An old-fashioned water pump sits in the Mill Museum's Thread Mill Square exhibit space, just outside of the Mill Workers' Row House Exhibit rooms. Willimantic did not begin to install municipal piped water systems (and sewer systems, too) until the end of the 19th century, and not in working class neighborhoods until several years into the 20th century. Until then, city dwellers -- like rural folks -- got their water from wells and used outdoor privies. A late-1800s insurance map shows that, in Willimantic's Iverston neighborhood (composed mainly of company-owned worker row houses) the wells and privies were located next to each other, in alleyways behind the houses -- a circumstance that would have made cholera and other similar diseases real threats. Not surprisingly, then, the drive to install municipal water and sewers was led by Mayors Oscar Tanner and Danny Dunn, elected at the turn of the century by immigrant and working-class voters. Dunn himself was of Irish descent. Pumps like this would have been installed atop the outdoor wells -- and, later, in kitchen sinks. Today, water pumps are electric and mostly invisible. But these older, hand-powered pumps are easier to understand -- and, among others things, explain such expressins as "pump-priming."

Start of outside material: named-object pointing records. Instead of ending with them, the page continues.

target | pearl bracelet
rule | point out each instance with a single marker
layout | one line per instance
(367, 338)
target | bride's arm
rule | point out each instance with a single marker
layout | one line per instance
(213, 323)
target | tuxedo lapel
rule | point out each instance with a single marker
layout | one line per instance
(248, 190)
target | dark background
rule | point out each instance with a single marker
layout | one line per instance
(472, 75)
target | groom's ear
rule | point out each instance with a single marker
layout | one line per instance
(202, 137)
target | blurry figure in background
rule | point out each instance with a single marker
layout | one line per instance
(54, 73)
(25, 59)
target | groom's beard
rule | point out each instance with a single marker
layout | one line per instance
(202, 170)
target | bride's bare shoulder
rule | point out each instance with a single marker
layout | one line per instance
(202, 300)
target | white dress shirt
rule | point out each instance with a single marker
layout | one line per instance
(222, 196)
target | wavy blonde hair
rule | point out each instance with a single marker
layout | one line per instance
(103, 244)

The Museum's Stairwell Art Gallery, on the staircase leading from the second to the third floor, features the exhibit, "Art of a Mill Town."
Thread Mill Square also has an exhibit of preindustrial textile tools and machines, including this flax wheel, also called a Saxon or Irish wheel. There are alsogreat wheels, also called walking wheels, hetchels, boat shuttles, click reels, and more.